Background: Genome-wide association studies have identified sushi, von Willebrand factor type A, EGF, and pentraxin domain-containing 1 (SVEP1) polymorphism as a genetic risk factor for sepsis, as well as acute coronary syndrome. However, research on the role of SVEP1 in systemic inflammation, such as surgical invasion and sepsis, remains insufficient. Therefore, we investigated SVEP1 gene expression and protein levels after surgical invasion and sepsis in mice.
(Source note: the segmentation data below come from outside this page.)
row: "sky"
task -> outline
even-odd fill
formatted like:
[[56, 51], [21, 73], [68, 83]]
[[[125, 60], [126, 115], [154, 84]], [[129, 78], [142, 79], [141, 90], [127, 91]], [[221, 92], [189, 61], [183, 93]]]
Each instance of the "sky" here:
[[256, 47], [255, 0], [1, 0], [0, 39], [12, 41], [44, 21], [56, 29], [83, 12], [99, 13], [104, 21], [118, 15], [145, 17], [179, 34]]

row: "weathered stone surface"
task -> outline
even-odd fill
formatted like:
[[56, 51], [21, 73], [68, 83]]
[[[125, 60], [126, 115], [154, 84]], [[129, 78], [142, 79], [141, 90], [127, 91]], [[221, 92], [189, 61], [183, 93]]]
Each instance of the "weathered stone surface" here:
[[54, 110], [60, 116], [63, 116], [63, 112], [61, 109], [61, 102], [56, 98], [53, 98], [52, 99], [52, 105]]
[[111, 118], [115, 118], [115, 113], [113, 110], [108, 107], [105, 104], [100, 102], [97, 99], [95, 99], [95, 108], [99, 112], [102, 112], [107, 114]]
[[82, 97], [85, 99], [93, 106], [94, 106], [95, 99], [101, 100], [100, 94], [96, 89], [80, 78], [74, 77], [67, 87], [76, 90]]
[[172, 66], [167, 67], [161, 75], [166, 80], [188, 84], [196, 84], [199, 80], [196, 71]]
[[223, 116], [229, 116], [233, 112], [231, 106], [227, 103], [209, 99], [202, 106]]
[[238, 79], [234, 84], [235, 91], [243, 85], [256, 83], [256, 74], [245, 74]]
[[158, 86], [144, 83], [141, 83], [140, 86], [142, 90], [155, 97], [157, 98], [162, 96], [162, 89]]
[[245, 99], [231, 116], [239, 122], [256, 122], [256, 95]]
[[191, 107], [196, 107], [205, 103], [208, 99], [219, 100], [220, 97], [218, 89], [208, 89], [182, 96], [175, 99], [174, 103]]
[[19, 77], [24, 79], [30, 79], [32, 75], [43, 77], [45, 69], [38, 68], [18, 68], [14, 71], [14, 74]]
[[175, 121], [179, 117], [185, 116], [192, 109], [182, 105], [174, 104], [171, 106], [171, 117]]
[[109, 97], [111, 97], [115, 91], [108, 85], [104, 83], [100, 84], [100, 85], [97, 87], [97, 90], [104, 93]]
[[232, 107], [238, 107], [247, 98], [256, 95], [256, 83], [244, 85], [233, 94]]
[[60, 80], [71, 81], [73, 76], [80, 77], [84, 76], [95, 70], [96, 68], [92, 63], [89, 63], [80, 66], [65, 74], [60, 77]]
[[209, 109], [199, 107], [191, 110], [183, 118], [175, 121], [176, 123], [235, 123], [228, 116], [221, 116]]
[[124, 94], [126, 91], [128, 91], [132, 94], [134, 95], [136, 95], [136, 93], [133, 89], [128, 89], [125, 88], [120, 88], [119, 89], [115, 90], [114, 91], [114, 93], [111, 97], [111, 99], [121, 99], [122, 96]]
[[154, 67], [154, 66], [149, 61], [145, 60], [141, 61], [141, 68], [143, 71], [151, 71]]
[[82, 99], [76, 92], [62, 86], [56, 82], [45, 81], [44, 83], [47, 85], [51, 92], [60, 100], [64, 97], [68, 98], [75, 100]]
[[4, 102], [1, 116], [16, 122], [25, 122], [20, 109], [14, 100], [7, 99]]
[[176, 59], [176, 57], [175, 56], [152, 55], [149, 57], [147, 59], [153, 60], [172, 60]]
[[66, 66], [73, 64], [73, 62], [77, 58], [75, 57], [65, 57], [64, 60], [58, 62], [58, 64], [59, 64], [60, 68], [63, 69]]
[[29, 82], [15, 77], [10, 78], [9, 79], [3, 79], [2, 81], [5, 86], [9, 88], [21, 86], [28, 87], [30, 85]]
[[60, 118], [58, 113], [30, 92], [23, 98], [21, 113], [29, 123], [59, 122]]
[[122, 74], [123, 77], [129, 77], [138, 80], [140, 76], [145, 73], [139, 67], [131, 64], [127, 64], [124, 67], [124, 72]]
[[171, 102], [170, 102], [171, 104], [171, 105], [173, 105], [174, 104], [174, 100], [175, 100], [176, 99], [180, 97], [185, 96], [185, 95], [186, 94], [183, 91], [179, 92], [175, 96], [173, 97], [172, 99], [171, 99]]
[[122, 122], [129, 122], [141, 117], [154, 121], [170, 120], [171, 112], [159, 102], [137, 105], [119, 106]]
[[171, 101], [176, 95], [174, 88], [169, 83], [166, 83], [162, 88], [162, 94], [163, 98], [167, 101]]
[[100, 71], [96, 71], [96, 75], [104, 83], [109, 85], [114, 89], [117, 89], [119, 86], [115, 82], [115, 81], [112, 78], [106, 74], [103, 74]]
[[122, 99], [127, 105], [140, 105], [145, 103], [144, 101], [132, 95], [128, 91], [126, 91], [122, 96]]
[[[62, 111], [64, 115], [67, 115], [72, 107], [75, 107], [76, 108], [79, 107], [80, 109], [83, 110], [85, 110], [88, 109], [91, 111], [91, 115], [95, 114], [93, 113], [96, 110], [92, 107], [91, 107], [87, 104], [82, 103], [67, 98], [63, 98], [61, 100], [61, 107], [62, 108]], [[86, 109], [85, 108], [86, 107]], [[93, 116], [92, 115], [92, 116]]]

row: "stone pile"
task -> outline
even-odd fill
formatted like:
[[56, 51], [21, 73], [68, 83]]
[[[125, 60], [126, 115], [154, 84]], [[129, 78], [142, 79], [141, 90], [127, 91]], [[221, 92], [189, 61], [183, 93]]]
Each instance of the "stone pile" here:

Methods: We compared the gene expression and protein levels of SVEP1 between the control (no surgery), sham operation model, and sepsis model with cecal ligation and puncture in mice. Samples were collected at 2, 6, and 24 h after surgery. Results: The lungs had high gene expression and protein production of SVEP1 at baseline. Sham operation and sepsis decreased SVEP1 gene expression in the lungs immediately after stimulation. Furthermore, sepsis significantly downregulated the gene expression compared with sham operation. Flow cytometric analysis showed that mice with sepsis had a significantly decreased percentage of CD31high / SVEP1high and lymphatic vessel endothelial receptor 1 (LYVE-1)high / SVEP1high cells and an increased percentage of CD45.2high / SVEP1high cells. Conclusions: Sepsis decreased SVEP1 gene expression in the lungs. Mice with sepsis had a decreased percentage of SVEP1high vascular and lymphatic endothelial cells and an increased percentage of SVEP1high hematopoietic cells.